George M. Bridgeforth and Mark Nolden
A 66-year-old man presents with chronic back pain and pain in both thighs.
CLINICAL POINTS
- The presence of constitutional symptoms warrants evaluation.
- Metastatic disease should be suspected in any patient with severe low back pain, especially if he or she is older than 50 years of age.
- Middle-aged patients (especially males) who experience the sudden onset of lower extremity motor weakness without low back pain may be experiencing the initial onset of amyotrophic lateral sclerosis.
Clinical Presentation
The etiology of low back pain is probably multifactorial. Most people do not engage in regular exercise to strengthen their core abdominal muscles. As a result, excessive loads from obesity, improper lifting techniques, and fatigued muscles from poor core stability place increased strain on the disc and the surrounding neurological structures. Magnetic resonance imaging (MRI) studies in normal individuals without back pain have shown some evidence of degenerative disc disease in about one-third of patients. Therefore, evidence of mild disc protrusions without gross herniations (i.e., pressing on the nerves or the spinal cord) is not sufficient evidence for long-term disability. Routine radiographs for nonradiating low back pain usually are not required during the initial evaluation but should be considered if the patient does not improve by the end of 4 to 6 weeks. The mechanism of injury in degenerative disc disease is a non–trauma-related degenerative condition.
Metastatic disease should be suspected in any patient presenting with severe low back pain who is older than 50 years of age (but certainly it has been reported in younger individuals as well—age is not an excluding factor). Constitutional symptoms such as generalized weakness and weight loss, a positive personal history of a preexisting cancer, a family history of cancer, a strong smoking history with pulmonary abnormalities, an undiagnosed breast mass, or new-onset hematuria are indications for an initial radiographic evaluation and further workup (MRI or computed tomography [CT] scan). In addition, the acute onset of radicular findings (numbness, weakness of the lower extremities with a positive straight leg raising [pain that radiates down the leg past the knee with straight leg elevation]) also indicates that additional workup is necessary.

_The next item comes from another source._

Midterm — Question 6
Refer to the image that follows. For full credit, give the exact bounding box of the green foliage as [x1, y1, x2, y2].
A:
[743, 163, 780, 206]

During the history, the examiner should inquire about the severity of the pain, its precipitating and palliative factors, and onset, duration and timing. It is important to inquire whether the pain is radiating or nonradiating. Radicular pain from disc herniations is usually unilateral. Pain that radiates to the groin may be secondary to an L3 radiculopathy or degenerative hip disease. L4 radiculopathies radiate to the skin or the ankle. L5 radiculopathies radiate to the great toe, and S1 radiculopathies radiate to the outside of the foot. In addition, it is important to inquire about motor weakness, especially a foot drop. Ninety percent of radiculopathies affect the L5 or S1 nerve roots (Hoppenfeld, 1976).
PATIENT ASSESSMENT
- Low back pain or stiffness
- Limited range of motion
- Possible neurological impairment
- Radicular findings with a disc herniation (positive straight leg raising, motor weakness, sensory loss, diminished absent reflexes)
- Cauda equina injury (rare)
Patients with increasingly severe low back pain, radicular pathology, acute foot drop, or incontinence should be evaluated promptly by a specialist. The new onset or a foot drop or a cauda equina syndrome (motor weakness of the lower extremities, sensory impairment of the lower extremities, and bowel or bladder incontinence) constitutes a medical emergency and warrants an immediate referral. Cauda equina injuries are rare.
Radiographic Evaluation
It may not be necessary to order radiographs on initial assessment of nontraumatic cases of low back pain. However, radiographs are recommended for any serious injuries secondary to acute trauma. In addition, radiographs may be considered in patients with severe low back pain who are older than 50 years of age, in patients with metastatic cancer, or in patients whose status deteriorates secondary to low back pain. Tests to order include standard radiographs of the spine—anteroposterior (Fig. 1.1A), lateral (Fig. 1.1B), and oblique views (two; Fig. 1.1C, D). MRI (or CT) may be used in patients with suspected metastatic disease, new-onset radicular symptoms (numbness, weakness, foot drop, diminished or absent reflexes), or focal neurological symptoms.